El paisaje agrícola de la Manchuela alrededor del pueblo
Al salir del núcleo urbano aparecen enseguida los campos. En primavera el cereal cubre casi todo de verde y el viento mueve las espigas como una superficie de agua. En verano el color cambia por completo: dorado, polvo en los caminos y ese olor seco que deja la siega.
Desde algunos puntos algo más elevados se distinguen manchas de pinar dispersas y caminos agrícolas que se pierden entre parcelas. Cerca de ciertos cruces todavía quedan corrales antiguos y muros de piedra levantados sin mortero, bastante habituales en esta parte de la Manchuela.
Para caminar, las pistas que usan los agricultores funcionan también como rutas sencillas. No tienen señalización turística, pero son fáciles de seguir si se presta atención a los cruces. En días claros se ve bastante lejos y el horizonte queda muy abierto.

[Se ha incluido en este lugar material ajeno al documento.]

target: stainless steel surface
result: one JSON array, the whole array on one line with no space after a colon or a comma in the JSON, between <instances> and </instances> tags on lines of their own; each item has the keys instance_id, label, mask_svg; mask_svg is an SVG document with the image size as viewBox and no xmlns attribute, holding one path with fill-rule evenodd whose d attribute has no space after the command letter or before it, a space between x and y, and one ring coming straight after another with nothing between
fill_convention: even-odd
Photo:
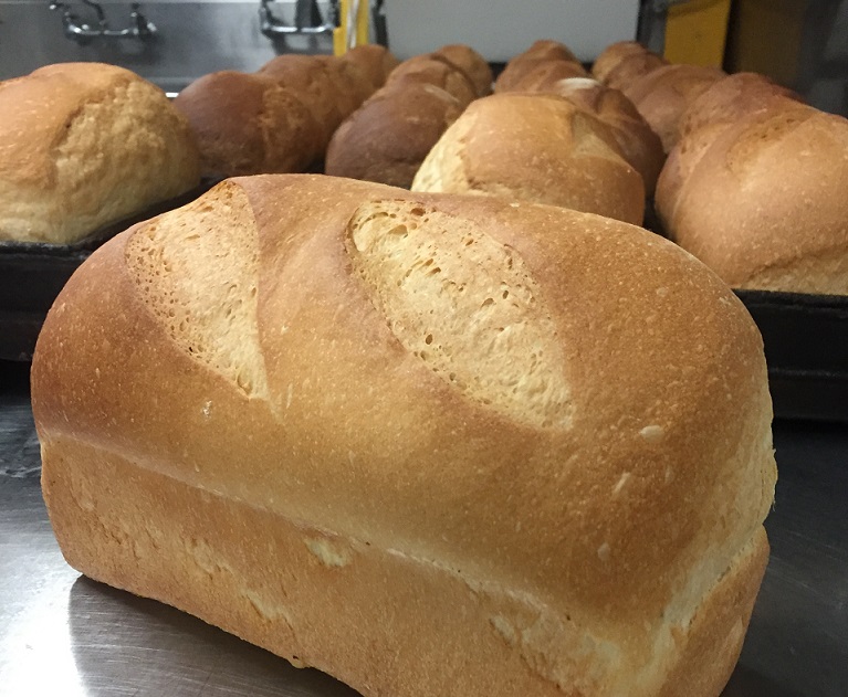
<instances>
[{"instance_id":1,"label":"stainless steel surface","mask_svg":"<svg viewBox=\"0 0 848 697\"><path fill-rule=\"evenodd\" d=\"M65 2L50 3L51 10L62 11L62 25L65 29L65 36L80 45L86 45L95 39L106 39L109 41L116 39L138 39L139 41L150 41L158 31L156 24L149 22L142 14L138 2L133 2L129 6L129 24L123 29L113 29L106 19L103 7L94 2L94 0L82 0L82 2L94 10L96 18L94 24L81 20L74 12L73 7Z\"/></svg>"},{"instance_id":2,"label":"stainless steel surface","mask_svg":"<svg viewBox=\"0 0 848 697\"><path fill-rule=\"evenodd\" d=\"M355 697L69 568L41 499L25 378L0 363L0 695ZM777 423L775 441L772 559L723 697L848 697L848 430Z\"/></svg>"}]
</instances>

En primavera aparecen flores silvestres entre los márgenes del camino. En otoño el paisaje se vuelve más apagado y el viento levanta hojas secas y tierra fina.
Cocina de pueblo: platos que siguen en las casas
La comida aquí sigue muy ligada a la tradición manchega. Las gachas —hechas con harina y acompañadas con trozos de carne o embutido— siguen preparándose en muchas casas cuando llegan los días fríos. También aparecen platos como el morteruelo o los zarajos, recetas antiguas que en esta zona se conocen bien.
El queso manchego suele estar presente en cualquier mesa familiar, cortado en cuñas gruesas. Cuando el otoño viene lluvioso, las setas silvestres también entran en la cocina, aunque eso depende mucho del año.
Fiestas y momentos en que el pueblo cambia de ritmo
En agosto se celebran las fiestas patronales y el pueblo se llena bastante más de lo habitual. Regresa gente que vive fuera y las calles tienen más movimiento por la noche, con verbenas y actividades organizadas por los vecinos.
La Semana Santa se vive de forma sencilla, con procesiones que recorren las calles principales durante la mañana. No es una celebración multitudinaria, pero mantiene una presencia constante en el calendario local.
Algunas personas mayores todavía recuerdan antiguas ferias vinculadas al trabajo agrícola, relacionadas con la vendimia o con las campañas del campo, aunque hoy tienen menos peso que antes.
Pueblos cercanos para completar la ruta
Buenache de Alarcón suele visitarse dentro de un recorrido más amplio por la Manchuela. A poca distancia está Alarcón, levantado sobre un meandro del río Júcar y rodeado de murallas medievales. El contraste con el paisaje llano de alrededor se nota mucho cuando te acercas por carretera.
También hay otros pueblos de la comarca conectados por carreteras secundarias tranquilas, de esas donde es habitual cruzarse con tractores o furgonetas del campo.
Cuándo acercarse a Buenache de Alarcón
Abril y mayo suelen ser buenos meses para caminar por los caminos agrícolas: el campo está verde y el viento todavía es suave. Septiembre y octubre también funcionan bien, con temperaturas más llevaderas y menos calor durante el día.
En verano el sol aprieta bastante en las horas centrales. Si vienes en esa época, compensa madrugar o salir al atardecer, cuando la luz baja sobre los campos y el pueblo vuelve a quedarse en silencio poco a poco.
Buenache de Alarcón no vive pendiente del turismo. Es, sobre todo, un pueblo agrícola que sigue girando alrededor de sus ritmos de siempre: la siembra, la cosecha, las estaciones. Quien pase por aquí lo notará enseguida en algo muy simple: el tiempo parece moverse a otra velocidad.